如何格式化输入到ChatGPT模型

ChatGPT由gpt-3.5-turbo和gpt-4提供支持，这是OpenAI最先进的模型。

您可以使用OpenAI API构建自己的应用程序，使用gpt-3.5-turbo或gpt-4。

聊天模型将一系列消息作为输入，并返回一个由AI编写的消息作为输出。

本指南通过几个示例API调用说明了聊天格式。

1. 导入openai库

# 如有需要，请安装并/或升级至最新版本的 OpenAI Python 库。
%pip install --upgrade openai

# 导入用于调用OpenAI API的OpenAI Python库
from openai import OpenAI
import os

client = OpenAI(api_key=os.environ.get("OPENAI_API_KEY", "<your OpenAI API key if not set as env var>"))

2. 一个示例聊天完成API调用

一个聊天完成API调用的参数， 必需的 - model: 您想要使用的模型的名称（例如，gpt-3.5-turbo，gpt-4，gpt-3.5-turbo-16k-1106） - messages: 一个消息对象的列表，其中每个对象有两个必需字段： - role: 传话者的角色（可以是 system，user，assistant 或 tool） - content: 消息的内容（例如，写一首美丽的诗给我）

消息也可以包含一个可选的 name 字段，为传话者指定一个名称。例如，example-user，Alice，BlackbeardBot。名称不能包含空格。

可选的 - frequency_penalty: 根据词频对标记进行惩罚，减少重复。 - logit_bias: 使用偏置值修改指定标记的可能性。 - logprobs: 如果为真，则返回输出标记的对数概率。 - top_logprobs: 指定在每个位置返回的最有可能的标记数。 - max_tokens: 设置在聊天完成中生成的标记的最大数量。 - n: 为每个输入生成指定数量的聊天完成选择。 - presence_penalty: 根据文本中的存在对新标记进行惩罚。 - response_format: 指定输出格式，例如 JSON 模式。 - seed: 使用指定的种子确保确定性抽样。 - stop: 指定 API 应停止生成标记的最多 4 个序列。 - stream: 当标记可用时发送部分消息增量。 - temperature: 在 0 到 2 之间设置抽样温度。 - top_p: 使用核采样；考虑具有 top_p 概率质量的标记。 - tools: 列出模型可能调用的函数。 - tool_choice: 控制模型的函数调用（none/auto/function）。 - user: 用于最终用户监控和滥用检测的唯一标识符。

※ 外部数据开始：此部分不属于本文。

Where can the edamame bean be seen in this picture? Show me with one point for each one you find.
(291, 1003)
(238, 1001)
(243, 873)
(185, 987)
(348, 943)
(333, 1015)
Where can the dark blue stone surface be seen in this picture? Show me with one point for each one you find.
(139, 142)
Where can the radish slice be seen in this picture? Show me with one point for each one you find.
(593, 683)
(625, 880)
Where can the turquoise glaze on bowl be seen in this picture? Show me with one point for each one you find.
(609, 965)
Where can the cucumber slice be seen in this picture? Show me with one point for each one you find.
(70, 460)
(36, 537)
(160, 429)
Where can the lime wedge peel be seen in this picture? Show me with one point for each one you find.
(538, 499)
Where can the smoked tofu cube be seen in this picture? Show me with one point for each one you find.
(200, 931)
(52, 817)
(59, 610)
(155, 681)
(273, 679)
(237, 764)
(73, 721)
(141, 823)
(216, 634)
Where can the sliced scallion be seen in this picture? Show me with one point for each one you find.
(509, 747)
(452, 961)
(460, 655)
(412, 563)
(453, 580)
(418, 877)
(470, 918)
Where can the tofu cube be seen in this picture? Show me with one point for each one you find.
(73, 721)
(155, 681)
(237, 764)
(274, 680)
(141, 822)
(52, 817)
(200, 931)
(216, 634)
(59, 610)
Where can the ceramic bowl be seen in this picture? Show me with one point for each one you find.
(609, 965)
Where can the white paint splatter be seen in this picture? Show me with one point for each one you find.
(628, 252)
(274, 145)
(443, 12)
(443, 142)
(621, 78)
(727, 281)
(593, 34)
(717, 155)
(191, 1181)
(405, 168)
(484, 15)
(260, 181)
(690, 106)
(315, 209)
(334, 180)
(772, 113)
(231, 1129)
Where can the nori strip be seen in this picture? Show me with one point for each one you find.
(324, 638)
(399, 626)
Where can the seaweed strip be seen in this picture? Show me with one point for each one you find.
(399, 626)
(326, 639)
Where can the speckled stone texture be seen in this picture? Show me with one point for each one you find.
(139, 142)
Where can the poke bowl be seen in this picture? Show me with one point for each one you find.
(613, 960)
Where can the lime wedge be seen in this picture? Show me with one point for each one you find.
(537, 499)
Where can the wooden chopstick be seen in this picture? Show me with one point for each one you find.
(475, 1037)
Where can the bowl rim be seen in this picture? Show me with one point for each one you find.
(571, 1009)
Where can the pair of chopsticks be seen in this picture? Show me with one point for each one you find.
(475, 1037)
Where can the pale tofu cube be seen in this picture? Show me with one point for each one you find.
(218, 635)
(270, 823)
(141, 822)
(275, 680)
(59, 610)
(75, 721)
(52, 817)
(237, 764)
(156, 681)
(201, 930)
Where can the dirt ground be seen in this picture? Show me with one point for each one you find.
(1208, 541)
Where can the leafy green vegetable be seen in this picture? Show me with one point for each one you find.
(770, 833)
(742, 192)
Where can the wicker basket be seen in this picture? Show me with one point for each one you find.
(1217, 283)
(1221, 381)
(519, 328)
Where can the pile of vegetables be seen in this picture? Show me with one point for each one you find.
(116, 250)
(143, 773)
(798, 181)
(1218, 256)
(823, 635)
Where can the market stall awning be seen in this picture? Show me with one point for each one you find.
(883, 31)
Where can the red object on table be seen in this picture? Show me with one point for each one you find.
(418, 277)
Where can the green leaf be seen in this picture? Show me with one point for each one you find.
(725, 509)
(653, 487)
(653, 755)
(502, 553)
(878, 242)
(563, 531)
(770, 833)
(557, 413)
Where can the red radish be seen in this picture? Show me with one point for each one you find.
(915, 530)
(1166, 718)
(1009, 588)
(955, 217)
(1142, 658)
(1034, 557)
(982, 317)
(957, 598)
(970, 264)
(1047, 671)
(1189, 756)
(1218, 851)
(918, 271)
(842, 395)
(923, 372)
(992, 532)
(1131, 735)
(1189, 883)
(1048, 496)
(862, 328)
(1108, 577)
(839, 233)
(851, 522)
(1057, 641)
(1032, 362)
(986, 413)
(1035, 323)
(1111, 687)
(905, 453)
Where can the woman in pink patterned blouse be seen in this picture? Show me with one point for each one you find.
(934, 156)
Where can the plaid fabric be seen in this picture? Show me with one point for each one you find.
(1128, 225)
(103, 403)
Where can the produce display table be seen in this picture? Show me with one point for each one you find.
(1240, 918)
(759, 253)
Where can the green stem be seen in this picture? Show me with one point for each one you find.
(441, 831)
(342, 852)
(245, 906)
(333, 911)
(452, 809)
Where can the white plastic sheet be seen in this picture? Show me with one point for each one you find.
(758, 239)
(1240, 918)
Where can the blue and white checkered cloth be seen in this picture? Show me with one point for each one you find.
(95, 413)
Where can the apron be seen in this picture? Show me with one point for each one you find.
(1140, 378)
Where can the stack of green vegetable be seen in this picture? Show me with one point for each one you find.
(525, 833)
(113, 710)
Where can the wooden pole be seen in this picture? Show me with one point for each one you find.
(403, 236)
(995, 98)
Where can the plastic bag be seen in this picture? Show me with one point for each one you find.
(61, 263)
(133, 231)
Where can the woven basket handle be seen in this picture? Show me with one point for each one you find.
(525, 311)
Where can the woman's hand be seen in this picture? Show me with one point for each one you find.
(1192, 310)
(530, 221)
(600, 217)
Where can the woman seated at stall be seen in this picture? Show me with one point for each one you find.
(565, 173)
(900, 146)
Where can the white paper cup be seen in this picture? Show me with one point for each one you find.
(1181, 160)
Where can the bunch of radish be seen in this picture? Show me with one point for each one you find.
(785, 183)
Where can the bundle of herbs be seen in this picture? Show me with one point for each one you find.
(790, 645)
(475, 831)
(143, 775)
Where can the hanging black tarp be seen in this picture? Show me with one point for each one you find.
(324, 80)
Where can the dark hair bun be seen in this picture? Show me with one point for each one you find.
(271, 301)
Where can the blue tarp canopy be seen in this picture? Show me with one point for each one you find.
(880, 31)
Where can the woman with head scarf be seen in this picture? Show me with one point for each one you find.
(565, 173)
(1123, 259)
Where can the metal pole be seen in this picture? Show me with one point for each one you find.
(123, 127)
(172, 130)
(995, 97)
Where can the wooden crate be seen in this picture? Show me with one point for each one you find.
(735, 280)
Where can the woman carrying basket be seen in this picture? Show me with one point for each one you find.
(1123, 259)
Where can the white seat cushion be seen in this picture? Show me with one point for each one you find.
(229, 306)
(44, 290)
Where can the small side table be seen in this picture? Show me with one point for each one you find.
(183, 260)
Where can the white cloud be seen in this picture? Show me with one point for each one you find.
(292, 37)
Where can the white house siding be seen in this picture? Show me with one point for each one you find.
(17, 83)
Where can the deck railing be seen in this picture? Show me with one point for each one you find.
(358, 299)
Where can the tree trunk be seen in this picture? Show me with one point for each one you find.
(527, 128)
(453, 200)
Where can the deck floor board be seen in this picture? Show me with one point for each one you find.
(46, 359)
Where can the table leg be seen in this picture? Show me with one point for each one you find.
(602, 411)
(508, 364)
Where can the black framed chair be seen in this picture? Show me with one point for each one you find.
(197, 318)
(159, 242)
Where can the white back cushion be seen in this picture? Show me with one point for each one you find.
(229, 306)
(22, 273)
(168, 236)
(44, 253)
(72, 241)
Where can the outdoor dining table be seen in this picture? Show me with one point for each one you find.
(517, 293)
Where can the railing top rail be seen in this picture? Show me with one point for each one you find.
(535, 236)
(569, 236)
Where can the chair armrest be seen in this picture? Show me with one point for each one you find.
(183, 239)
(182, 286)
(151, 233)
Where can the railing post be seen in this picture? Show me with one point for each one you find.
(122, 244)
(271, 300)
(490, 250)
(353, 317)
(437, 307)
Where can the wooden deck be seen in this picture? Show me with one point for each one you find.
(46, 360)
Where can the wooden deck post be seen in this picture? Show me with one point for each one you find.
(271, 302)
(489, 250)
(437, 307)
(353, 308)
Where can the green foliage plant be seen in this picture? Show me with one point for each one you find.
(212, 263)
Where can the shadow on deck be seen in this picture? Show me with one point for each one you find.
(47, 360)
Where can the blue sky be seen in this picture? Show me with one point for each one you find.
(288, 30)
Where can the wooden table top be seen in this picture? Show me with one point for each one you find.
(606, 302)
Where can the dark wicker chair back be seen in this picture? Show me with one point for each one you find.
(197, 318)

截至 2024 年 1 月，您还可以选择提交一个告诉 GPT 是否可以生成 JSON 以供输入到函数的 functions 列表。有关详细信息，请参阅文档，API 参考，或者 Cookbook 指南如何使用聊天模型调用函数。

通常，对话将以一个告诉助手如何行为的系统消息开始，然后是交替的用户和助手消息，但您不必遵循这种格式。

让我们看一个示例聊天API调用，看看聊天格式在实践中是如何工作的。

# 示例：OpenAI Python库请求
MODEL = "gpt-3.5-turbo"
response = client.chat.completions.create(
    model=MODEL,
    messages=[
        {"role": "system", "content": "You are a helpful assistant."},
        {"role": "user", "content": "Knock knock."},
        {"role": "assistant", "content": "Who's there?"},
        {"role": "user", "content": "Orange."},
    ],
    temperature=0,
)

print(json.dumps(json.loads(response.model_dump_json()), indent=4))

{
    "id": "chatcmpl-8dee9DuEFcg2QILtT2a6EBXZnpirM",
    "choices": [
        {
            "finish_reason": "stop",
            "index": 0,
            "logprobs": null,
            "message": {
                "content": "Orange who?",
                "role": "assistant",
                "function_call": null,
                "tool_calls": null
            }
        }
    ],
    "created": 1704461729,
    "model": "gpt-3.5-turbo-0613",
    "object": "chat.completion",
    "system_fingerprint": null,
    "usage": {
        "completion_tokens": 3,
        "prompt_tokens": 35,
        "total_tokens": 38
    }
}

正如您所看到的，响应对象具有一些字段： - id：请求的ID - choices：完成对象的列表（只有一个，除非您将n设置为大于1） - finish_reason：模型停止生成文本的原因（如果达到max_tokens限制，则为stop或length） - index：选择在选择列表中的索引。 - logprobs：选择的对数概率信息。 - message：模型生成的消息对象 - content：消息的内容 - role：此消息作者的角色。 - tool_calls：模型生成的工具调用，例如函数调用。如果给出了工具 - created：请求的时间戳 - model：用于生成响应的模型的完整名称 - object：返回的对象类型（例如，chat.completion） - system_fingerprint：此指纹表示模型运行的后端配置。 - usage：用于生成回复的令牌数量，包括提示、完成和总计。

提取只有回复的部分：

response.choices[0].message.content

'Orange who?'

即使是非基于对话的任务也可以适应聊天格式，方法是将指令放在第一个用户消息中。

例如，要求模型以海盗黑胡子的风格解释异步编程，我们可以按以下方式构建对话：

# 带有系统消息的示例
response = client.chat.completions.create(
    model=MODEL,
    messages=[
        {"role": "system", "content": "You are a helpful assistant."},
        {"role": "user", "content": "Explain asynchronous programming in the style of the pirate Blackbeard."},
    ],
    temperature=0,
)

print(response.choices[0].message.content)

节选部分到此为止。